Simon shook his head. The tide of fear was ebbing a little, but he was sure it had been more than just a night fantasy. It had seemed that an actual conversation was taking place nearby, a conversation that his sleeping mind had woven neatly into the stuff of his dream—a mundane happening that he had experienced many times. What was strange and frightening was that there were no other speakers anywhere about: Sludig was snoring, Binabik obviously new-wakened.

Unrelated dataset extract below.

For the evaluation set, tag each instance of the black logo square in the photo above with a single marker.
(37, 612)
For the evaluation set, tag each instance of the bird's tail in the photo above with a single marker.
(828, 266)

“It's nothing,” Simon said, struggling to speak evenly. He crawled to the front of their lean-to, mindful of the bruises from the evening's stave-practice, and pushed his head out to look around. The first star he had seen had a great deal of company—a spatter of tiny white lights across the night sky. The clouds had been driven away by the brisk wind, the night was clear and cold, and the unrelieved monotony of the White Waste stretched away on every side. There was not another living thing to be seen anywhere beneath the ivory moon.
So it
had
only been a dream, a dream of how old Shem Horsegroom might speak with Pryrates' croaking tongue, and how Ruben the Bear might speak with the sepulchral tones of nothing on God's living earth....
“Simon?” Binabik asked sleepily. “Are you... ?”
He was frightened, but if he was to be a man he could not run to cry on someone's shoulder every time he had a bad dream. “It's nothing.” He crawled shivering back to his cloak. “I'm well.”
But it seemed so real.
The branches of their flimsy shelter creaked, wind-handled.
So real. Like they were talking in my head
...
 
Taking the silver sparrow's fragmentary message to heart, they rode from first light to last every day, trying to outpace the coming storm. Simon's mock-combats with Sludig now took place by firelight, so that he had scarcely a moment to spend alone from the moment he rose until he tumbled into exhausted sleep at the end of each day. The days of riding passed in a procession of sameness: the endless, humped fields of white, the dark tangles of stunted trees, the numbing insistence of the wind. Simon was grateful for his thickening beard: without it, he often thought, the relentless wind might rub away his face, down to the very bones.